Piyasalar

KURAN HER ŞEY MİDİR?

Punto:

Kuran her şey değildir,sadece her şeyin temel ilkelerinini vazeden ilahi bir kitaptır.

Bir yönetim kitabı,iktisat kitabı,hukuk kitabı,tıp kitabı,psikoloji kitabı vs  değildir,ama bunların temelidir.
Eğer bu temel üzerine duvarları örmez,çatısını kapatmaz,ıslak zeminini,mutfağını,salonunu tefriş etmezseniz içinde yaşayamazsınız.İçini hangi düzeyde donatırsanız o düzeyde yaşanabilir kılarsınız.

Kuran ancak böyle hayat kitabı olur.

Aslında İslam dünyasının geri kalmışlığının önemli bir nedeni de “Kuran her şeydir”söylemidir.
Öyle ya her şey olduğuna göre senin bir şey yapmana gerek olmadığı gibi ihtiyaç da yoktur.

Kurumsal alt yapıya,sisteme ne gerek var,isteyen ihtiyaç duyduğu her şeyi içinde bulur zaten.

İnsan hakları diyorsun,en büyük insan hakkı Kuran’da diyoruz.
Çocuk hakları,işçi hakları,hayvan hakları diyoruz aynı söylem.Peki bunları amaç edinen kurumlar nerede.Bireysel çabaların ötesinde ve üstünde örgütlü çaba olmadan evrensel çıktı üretilebilir mi.
Kuran her şey ise niye her şeyde gerisin.
Batı modern hukuk,eğitim ve finansal kurumlarıyla  aramızdaki mesafeyi kapanması zor biçimde açtı.
Ne kadar geri kaldığımızı fark ettiğimizde de,bu kurumları batıdan ithal etmekten başka çaremiz kalmamıştı zaten.

Ekonomik kuram,kurum,sistem tasarımı yapamadık.
Yönetim modelleri üzerine kafa yormadık, kapitalizmi,kominiz mi,hatta demokrasiyi bile kıyasıya eleştirdik ama öykündümümüz “adalet” dışında  bu sistemlere alternatif bir siyasal sistem/kurum inşa edemedik.

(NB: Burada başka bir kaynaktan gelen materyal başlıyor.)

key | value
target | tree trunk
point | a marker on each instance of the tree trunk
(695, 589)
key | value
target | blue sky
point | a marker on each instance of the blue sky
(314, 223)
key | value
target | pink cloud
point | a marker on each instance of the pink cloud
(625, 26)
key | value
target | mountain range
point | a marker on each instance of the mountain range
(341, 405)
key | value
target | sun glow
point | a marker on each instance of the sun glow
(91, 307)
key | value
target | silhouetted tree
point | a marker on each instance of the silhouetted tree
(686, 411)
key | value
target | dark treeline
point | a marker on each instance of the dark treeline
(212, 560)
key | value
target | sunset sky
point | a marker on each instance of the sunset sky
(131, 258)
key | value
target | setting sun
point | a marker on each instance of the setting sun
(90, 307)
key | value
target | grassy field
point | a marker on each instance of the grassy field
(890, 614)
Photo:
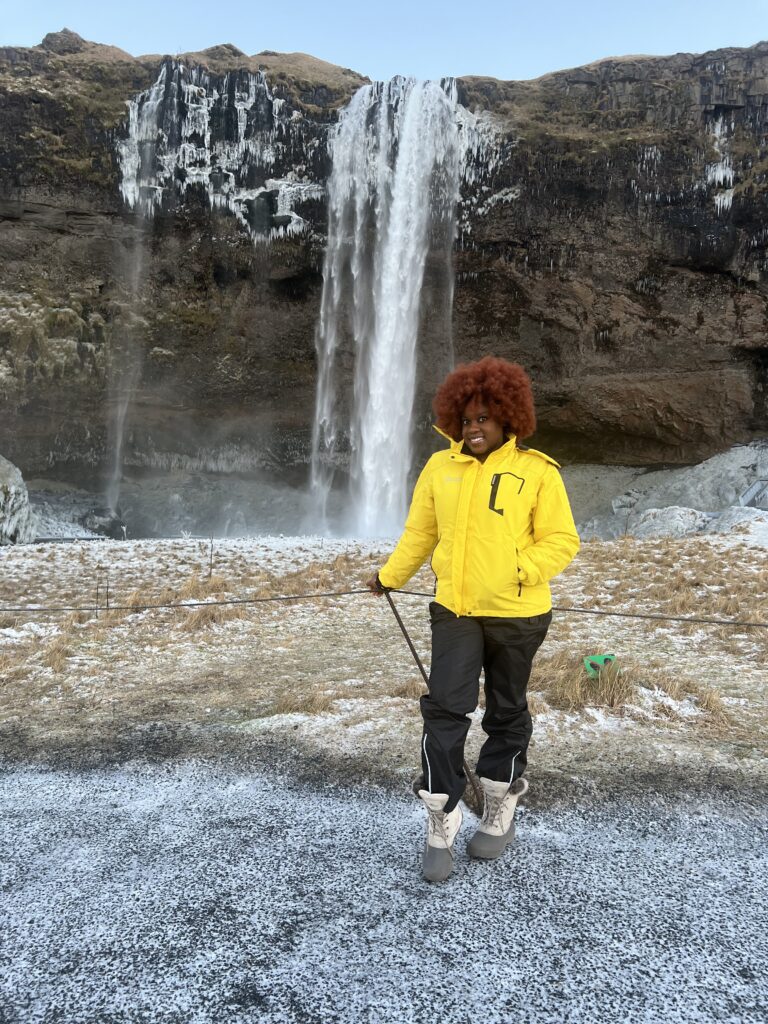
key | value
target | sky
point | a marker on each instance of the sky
(505, 39)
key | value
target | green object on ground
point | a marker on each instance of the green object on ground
(595, 664)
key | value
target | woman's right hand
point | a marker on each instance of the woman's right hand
(374, 586)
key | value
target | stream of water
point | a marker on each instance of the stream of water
(392, 197)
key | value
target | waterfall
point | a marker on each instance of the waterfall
(392, 195)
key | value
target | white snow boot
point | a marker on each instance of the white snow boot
(437, 860)
(497, 829)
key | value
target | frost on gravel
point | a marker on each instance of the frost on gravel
(190, 893)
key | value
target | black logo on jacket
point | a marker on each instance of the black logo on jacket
(496, 479)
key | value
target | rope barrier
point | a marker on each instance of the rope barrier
(635, 614)
(345, 593)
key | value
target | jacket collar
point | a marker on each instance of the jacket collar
(456, 446)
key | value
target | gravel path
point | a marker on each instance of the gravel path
(204, 892)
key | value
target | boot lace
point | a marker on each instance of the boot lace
(492, 811)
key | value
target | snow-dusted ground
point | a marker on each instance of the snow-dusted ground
(186, 893)
(240, 876)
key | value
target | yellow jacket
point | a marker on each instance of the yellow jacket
(497, 530)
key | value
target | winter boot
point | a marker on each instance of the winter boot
(497, 829)
(437, 860)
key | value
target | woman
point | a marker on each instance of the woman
(495, 517)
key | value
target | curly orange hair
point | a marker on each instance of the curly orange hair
(503, 386)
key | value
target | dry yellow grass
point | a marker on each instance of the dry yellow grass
(120, 670)
(205, 615)
(56, 652)
(298, 702)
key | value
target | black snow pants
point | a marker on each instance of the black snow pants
(461, 647)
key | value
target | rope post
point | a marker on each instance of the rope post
(476, 792)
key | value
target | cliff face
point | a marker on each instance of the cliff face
(617, 248)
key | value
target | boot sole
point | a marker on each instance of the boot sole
(436, 864)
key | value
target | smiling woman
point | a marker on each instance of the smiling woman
(496, 520)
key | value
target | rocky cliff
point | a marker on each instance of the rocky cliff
(616, 245)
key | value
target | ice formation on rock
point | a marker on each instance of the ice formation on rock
(225, 134)
(16, 519)
(399, 154)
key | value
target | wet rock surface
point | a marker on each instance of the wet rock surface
(16, 519)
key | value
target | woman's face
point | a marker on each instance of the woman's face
(481, 433)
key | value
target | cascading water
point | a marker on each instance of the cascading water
(392, 196)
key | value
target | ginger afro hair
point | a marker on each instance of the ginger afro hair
(503, 386)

Oysa ileri ve geri kalmış ülkeleri incelediğimizde aradaki temel farkın “kurumsallaşma”olduğu,
temellerinin sağlam olup olmamasından ziyade erken yola çıkmaya,kurumsallaşmayı tamamlamaya bağlı olduğu görülür.
Batı aslında çoğu şeyini;özellikle finansal sistemleri,kurumları erken kurmasına borçludur.Eksikliklerini yolda tamamlamıştır.

İlimle ilgili ayet/hadisleri sıralar ama modern eğitim kurumları kuramazsanız bilim ve teknolojide nal toplarsınız.

Faizin haram olduğunu ifade eder ancak faizsiz finansal sistem inşa edemezseniz ekonomiyi çökertirsiniz.

Esasen “faizsiz finansal sistemlere ibadet derecesinde ihtiyaç vardır” tespiti ibadet derecesinde önem arz ediyor.

Tabii hemen geçmişe öykünme ve batının sömürü ile var olduğunu kendimize fısıldamayı da ihmal etmeyiz.

İleri olduğumuz zaman diliminde,batı kurumlarını daha sağlam yapılandırmaya başladığında bizim yerimizde saymamız ,haşlandığını fark etmeyen kurbağa misali,yavaş yavaş ölmemiz sonucunu doğurdu.

Bireysel çabalar/başarılar sürdürülebilir sonuç yaratmamış,örneğin Mimar Sinan gibi mimari dehanın bireysel başarıları, kurumsallaşamamıştır.
Doğu “kişi”lerin omuzları üzerimde yükselme ye çalışırken batı kurumları inşa ediyordu.

Kurumsallaşmayı başardığımız  “vakıf”müessesesinin kazanımları bile konunun önemini anlamak için tek başına yeterlidir.

Hakkını yemeyelim birde mezhep ve tarikat !üretme ve kurumsallaşmada çok başarılı olduk.

Kuran hey şey ise;bahşedilen akıl ve iradenin, öğretilen eşya,kelamın ne önemi var ki.

Oysa bunlar,temel hükümleri ete kemiğe büründürmek içindir.

Bu kurumsallaşmayı özellikle dinden/ırkdan bağımsız evrensel boyutta kurgulamayınca Kuran’ın evrensel mesajları evrensel değere dönüşemiyor.
Ama bırakınız evrensel değer üretmeyi yerel  kurumsallaşma bile ikmal edilemedi maalesef.

Ezcümle “Kuran her şeydir” dediğimiz sürece, her şeyi batıdan almaya mahkumuz demektir.